Rheinbach. · Am zweiten Jahrestag des russischen Überfalls unterstrichen rund 350 Rheinbacher bei einer Friedensdemonstration ihre Solidarität mit der Ukraine. Wie schrecklich die Zustände in dem Kriegsgebiet sind, schilderten dabei Geflüchtete und Helfer.

Ein Zeichen für den Frieden setzten die mehr als 350 Teilnehmer in Rheinbach anlässlich des zweiten Jahrestag des Überfalls auf die Ukraine. Helfer wie Alfred Eich (links) und Geflüchtete erzählten dabei Grauenhaftes aus dem Kriegsgebiet.

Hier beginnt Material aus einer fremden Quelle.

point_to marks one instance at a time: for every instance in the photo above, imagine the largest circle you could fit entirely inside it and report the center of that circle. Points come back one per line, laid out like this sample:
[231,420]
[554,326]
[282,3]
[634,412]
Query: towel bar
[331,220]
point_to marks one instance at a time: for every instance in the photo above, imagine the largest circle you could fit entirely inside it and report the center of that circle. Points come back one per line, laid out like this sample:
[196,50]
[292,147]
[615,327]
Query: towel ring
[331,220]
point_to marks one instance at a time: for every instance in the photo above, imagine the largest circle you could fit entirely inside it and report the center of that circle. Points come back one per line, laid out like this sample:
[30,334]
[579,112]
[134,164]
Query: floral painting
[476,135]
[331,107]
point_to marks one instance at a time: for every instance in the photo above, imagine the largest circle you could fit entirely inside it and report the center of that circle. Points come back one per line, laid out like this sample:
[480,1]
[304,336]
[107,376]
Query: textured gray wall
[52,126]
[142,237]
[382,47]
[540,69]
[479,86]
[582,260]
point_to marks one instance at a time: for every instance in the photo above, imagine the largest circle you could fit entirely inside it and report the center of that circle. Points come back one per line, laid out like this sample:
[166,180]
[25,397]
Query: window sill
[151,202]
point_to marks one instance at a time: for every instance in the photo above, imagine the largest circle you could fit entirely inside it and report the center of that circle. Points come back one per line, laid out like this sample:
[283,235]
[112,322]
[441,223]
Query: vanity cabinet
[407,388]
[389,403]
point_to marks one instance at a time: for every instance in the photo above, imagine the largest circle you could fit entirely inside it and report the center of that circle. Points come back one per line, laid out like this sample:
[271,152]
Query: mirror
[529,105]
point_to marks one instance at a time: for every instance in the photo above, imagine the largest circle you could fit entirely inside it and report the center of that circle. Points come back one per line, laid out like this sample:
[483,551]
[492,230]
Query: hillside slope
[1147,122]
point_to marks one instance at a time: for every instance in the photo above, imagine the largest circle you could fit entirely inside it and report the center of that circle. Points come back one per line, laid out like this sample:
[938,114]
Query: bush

Ein Zeichen für den Frieden setzten die mehr als 350 Teilnehmer in Rheinbach anlässlich des zweiten Jahrestag des Überfalls auf die Ukraine. Helfer wie Alfred Eich (links) und Geflüchtete erzählten dabei Grauenhaftes aus dem Kriegsgebiet.

Foto: Axel Vogel

Rheinbachs ehemaliger Bürgermeister Stefan Raetz schaute nach eigenen Angaben am 24. Februar ungläubig auf das, was sich in der Ukraine abspielte: 77 Jahre nach dem Ende des Zweiten Weltkrieges sei das bis dahin Unvorstellbare passiert, so Raetz, der vor seiner Rheinbacher Amtszeit Marineoffizier war. Es gab tatsächlich wieder Krieg in Europa. Hunderte russische Panzer und zehntausende Soldaten waren in das Nachbarland eingefallen. Damals fragten sich viele: Würden die Ukrainerinnen und Ukrainer diesem Angriff standhalten können?